Among the many authoritarian promises Trump made during his 2024 re-election campaign, “retribution” was a key theme. It echoed authoritarian language about purging civil institutions that no longer shocked his base, it energized them.

It is this embrace of retributive politics that makes the MAGA phenomenon fundamentally different from prior conservative movements in American history. The goal is not limited to policy wins or court appointments.

Trump’s aim is complete domination. His insistence on “total victory” and the repeated framing of the United States as a battlefield under siege leaves no room for democratic compromise.

That worldview has had measurable consequences for democratic norms. Belief in the legitimacy of elections has plummeted among Republicans. A 2024 Pew Research survey found that more than 70% of Trump voters believe that future elections cannot be trusted if their candidate does not win. This erosion of democratic faith is not a side effect, it is an outcome of deliberate messaging.

Trump’s legal troubles, including felony convictions, civil penalties, and federal indictments, paradoxically became sources of pride among his base. Far from weakening his image, the setbacks were reinterpreted as signs of his authenticity and victimhood. In campaign materials, mugshots were repurposed as merchandise. In speeches, Trump likened his plight to political prisoners and religious martyrs. The effect was a persecution complex that reinforced emotional dependency on him as the leader.

Such a dependency mirrors patterns seen in cult dynamics. Leadership is personalized and unquestionable. Outside information is dismissed as hostile. Internal cohesion depends on a shared mythology. Dissent is punished, sometimes violently.

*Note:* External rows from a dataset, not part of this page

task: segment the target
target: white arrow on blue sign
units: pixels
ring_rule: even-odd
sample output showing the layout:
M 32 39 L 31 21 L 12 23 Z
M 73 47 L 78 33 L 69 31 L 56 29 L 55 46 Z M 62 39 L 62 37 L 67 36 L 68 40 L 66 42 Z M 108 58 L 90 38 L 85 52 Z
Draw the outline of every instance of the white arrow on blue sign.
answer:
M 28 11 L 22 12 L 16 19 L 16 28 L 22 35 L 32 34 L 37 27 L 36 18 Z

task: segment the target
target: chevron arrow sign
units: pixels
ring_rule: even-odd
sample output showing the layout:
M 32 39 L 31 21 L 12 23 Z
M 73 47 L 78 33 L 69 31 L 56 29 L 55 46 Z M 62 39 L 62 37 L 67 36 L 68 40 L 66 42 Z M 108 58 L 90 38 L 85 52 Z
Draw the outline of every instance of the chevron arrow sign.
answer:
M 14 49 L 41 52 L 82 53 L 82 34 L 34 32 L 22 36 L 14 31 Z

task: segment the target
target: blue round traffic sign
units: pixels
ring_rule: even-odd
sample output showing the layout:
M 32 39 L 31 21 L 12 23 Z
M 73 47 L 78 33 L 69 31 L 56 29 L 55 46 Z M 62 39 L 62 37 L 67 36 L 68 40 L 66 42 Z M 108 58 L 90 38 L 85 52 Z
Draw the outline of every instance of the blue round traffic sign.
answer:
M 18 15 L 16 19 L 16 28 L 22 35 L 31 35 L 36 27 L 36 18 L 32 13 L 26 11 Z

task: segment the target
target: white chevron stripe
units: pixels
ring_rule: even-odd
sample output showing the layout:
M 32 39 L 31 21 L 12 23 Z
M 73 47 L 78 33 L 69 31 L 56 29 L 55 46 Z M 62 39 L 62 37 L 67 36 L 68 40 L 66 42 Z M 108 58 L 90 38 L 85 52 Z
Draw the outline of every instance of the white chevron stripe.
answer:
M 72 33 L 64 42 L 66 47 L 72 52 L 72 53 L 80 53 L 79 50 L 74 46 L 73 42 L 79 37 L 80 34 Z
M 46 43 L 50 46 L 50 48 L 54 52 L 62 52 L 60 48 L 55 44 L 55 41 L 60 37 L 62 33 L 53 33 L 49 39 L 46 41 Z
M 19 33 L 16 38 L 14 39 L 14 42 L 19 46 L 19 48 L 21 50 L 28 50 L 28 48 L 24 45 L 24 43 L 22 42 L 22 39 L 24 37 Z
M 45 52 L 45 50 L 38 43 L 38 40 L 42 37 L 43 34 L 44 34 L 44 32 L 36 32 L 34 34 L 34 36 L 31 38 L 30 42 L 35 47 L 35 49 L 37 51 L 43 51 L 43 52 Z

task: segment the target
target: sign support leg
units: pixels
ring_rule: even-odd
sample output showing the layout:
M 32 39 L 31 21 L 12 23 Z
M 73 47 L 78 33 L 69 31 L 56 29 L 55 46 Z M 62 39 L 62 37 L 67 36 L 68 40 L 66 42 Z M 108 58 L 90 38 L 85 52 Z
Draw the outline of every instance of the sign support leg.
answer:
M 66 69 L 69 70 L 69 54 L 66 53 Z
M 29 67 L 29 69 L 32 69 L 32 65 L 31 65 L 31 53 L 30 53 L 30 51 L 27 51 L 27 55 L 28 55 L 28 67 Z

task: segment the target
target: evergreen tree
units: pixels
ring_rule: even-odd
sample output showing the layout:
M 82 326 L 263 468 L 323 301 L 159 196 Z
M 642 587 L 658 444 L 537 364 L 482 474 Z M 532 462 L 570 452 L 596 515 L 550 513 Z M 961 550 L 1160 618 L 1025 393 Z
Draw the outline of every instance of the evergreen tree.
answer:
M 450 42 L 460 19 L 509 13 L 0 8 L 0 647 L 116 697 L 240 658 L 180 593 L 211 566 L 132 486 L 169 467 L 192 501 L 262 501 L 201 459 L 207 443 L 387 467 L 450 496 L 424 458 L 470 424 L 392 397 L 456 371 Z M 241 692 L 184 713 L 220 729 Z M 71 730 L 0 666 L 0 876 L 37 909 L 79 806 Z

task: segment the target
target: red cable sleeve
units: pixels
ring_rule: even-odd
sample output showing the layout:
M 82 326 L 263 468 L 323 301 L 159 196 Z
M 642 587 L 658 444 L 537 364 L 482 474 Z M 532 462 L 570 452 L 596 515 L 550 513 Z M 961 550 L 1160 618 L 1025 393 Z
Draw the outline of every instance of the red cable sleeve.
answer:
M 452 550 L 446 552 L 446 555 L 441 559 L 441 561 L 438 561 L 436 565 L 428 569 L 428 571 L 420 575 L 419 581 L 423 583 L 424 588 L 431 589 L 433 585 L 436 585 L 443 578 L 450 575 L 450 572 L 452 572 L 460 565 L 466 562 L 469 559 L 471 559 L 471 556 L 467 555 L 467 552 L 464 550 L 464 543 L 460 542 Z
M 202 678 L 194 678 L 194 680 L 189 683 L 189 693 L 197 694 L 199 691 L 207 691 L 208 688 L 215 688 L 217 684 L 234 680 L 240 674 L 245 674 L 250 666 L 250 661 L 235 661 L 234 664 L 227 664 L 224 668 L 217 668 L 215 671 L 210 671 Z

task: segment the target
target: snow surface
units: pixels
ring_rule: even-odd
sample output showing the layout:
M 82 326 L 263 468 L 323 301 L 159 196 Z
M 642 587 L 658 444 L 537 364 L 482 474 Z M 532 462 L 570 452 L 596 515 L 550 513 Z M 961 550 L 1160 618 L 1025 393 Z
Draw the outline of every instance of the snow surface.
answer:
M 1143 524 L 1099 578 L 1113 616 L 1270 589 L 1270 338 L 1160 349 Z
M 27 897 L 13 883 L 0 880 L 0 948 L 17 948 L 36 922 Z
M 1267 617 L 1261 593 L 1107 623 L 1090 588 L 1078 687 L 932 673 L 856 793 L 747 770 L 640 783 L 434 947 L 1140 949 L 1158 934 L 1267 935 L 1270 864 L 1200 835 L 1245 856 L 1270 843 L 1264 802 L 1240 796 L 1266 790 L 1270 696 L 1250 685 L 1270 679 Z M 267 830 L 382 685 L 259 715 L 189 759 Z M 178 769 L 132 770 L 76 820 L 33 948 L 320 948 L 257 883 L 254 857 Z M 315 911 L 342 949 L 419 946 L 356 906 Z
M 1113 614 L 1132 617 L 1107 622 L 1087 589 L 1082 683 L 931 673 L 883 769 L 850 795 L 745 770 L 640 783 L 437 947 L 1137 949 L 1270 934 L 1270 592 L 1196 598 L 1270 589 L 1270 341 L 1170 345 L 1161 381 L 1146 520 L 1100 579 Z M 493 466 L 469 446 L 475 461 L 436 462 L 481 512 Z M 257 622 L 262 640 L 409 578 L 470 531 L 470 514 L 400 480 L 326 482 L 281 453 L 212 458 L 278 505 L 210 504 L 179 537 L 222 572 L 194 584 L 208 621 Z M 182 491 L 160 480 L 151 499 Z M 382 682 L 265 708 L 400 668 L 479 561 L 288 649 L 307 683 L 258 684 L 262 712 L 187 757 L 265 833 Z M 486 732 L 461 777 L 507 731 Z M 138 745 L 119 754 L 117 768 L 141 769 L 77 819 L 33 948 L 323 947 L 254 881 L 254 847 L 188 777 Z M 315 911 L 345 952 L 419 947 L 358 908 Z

Former MAGA figures who have expressed even limited criticism of Trump have faced threats, harassment, and permanent excommunication.

The cult-like nature of the movement has drawn comparisons to authoritarian populist uprisings across the globe. But in the United States, what makes MAGA uniquely dangerous is its entanglement with the structures of government and law enforcement. From local sheriff’s offices to Congressional caucuses, the ideology has found institutional footholds. In some red states, loyalty to Trump supersedes fidelity to law, precedent, or even the U.S. Constitution.

The shift has had real-world consequences. In recent years, Trump-allied local officials have refused to certify election results, threatened school board members, and pushed conspiracy-fueled audits. The post-2020 movement to take over county election boards, replace secretaries of state, and run MAGA loyalists for judicial seats signals a long-term strategy: control the levers of state power to enforce a radical vision of political loyalty.

Despite these threats to democratic governance, the MAGA movement remains deeply effective at presenting itself as populist and grassroots. Many of its most ardent adherents are not political operatives but ordinary people who have been radicalized by years of media distortion, cultural anxiety, and economic stagnation. They do not see themselves as enemies of democracy. They believe they are its last defenders.

That belief is what makes the MAGA phenomenon difficult to combat through conventional politics. Rational debate, fact-based appeals, or procedural fairness are often rejected as weak or irrelevant. What is valued instead is strength, domination, and purity. The MAGA base is not waiting to be persuaded. It is preparing to impose its version of truth.

As America endures a second Trump presidency, the nation is processing both a political crisis and a psychological one. A significant portion of the population derives identity, purpose, and meaning from a movement defined by disinformation, authoritarian values, and contempt for democratic norms.

And unlike previous political eras, there is no shared set of facts on which to build a compromise. The MAGA movement’s most enduring legacy may not be a single law or court ruling, but a cultural fracture so deep that it renders reconciliation nearly impossible.

In place of shared human values, it offers the politics of permanent warfare that are emotional, existential, and unrelenting.